同期と同居~彼の溺愛中枢が壊れるまで~


そこには、海風に吹かれて、ひとり酒のグラスを傾ける日本人女性の姿が。

髪型や背格好、何よりあの美貌は(小梅には劣るが)どう見ても俺の元部下、難波みちるに見えるが……連れはどうしたんだ。


「……おい。なんでこんなところで一人でいるんだ」


いくら店内を見渡しても比留川がいないことを怪訝に思い、俺はテラス席まで出て彼女に話しかけた。

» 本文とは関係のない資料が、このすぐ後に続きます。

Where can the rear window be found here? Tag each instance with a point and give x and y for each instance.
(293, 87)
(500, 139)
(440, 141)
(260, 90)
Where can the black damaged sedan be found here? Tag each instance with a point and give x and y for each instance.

俺を見上げた難波の瞳は虚ろで、どうやらすでに結構な量の酒を飲んでいるらしかった。

彼女はしばらく瞬きをした後、ゆっくり聞き返してくる。


「……久我さん、こそ。小梅先輩は?」


ああ……そういや、俺がひとりでいるのも不自然なのか。

俺はふっと鼻だけで笑うと、難波の向かい側の椅子を引いて勝手に座る。

そのときちょうど店員がオーダーを取りに来たので、俺はバドワイザーを注文した。


「……よくわからないが、俺に腹立ってるみたいだ。ちょっと出てくるっつっても無視だったし」

「あの小梅先輩が? ……何しちゃったんですか」

「何もしてねぇよ。……ただ、どうも最近神経質なんだ。不機嫌な日が多くて、正直“腫れ物に触る”的な感覚で接してることもある」

長い結婚生活、こういう時期があっても仕方ないとは思うものの……このままでいいわけはないだろう。

でも、話し合って解決しようにも小梅の情緒が不安定過ぎて……。

そんなことを考えているとビールの瓶が運ばれてきて、俺は鬱々としたものを振り払おうと、瓶に入ったままのビールを煽った。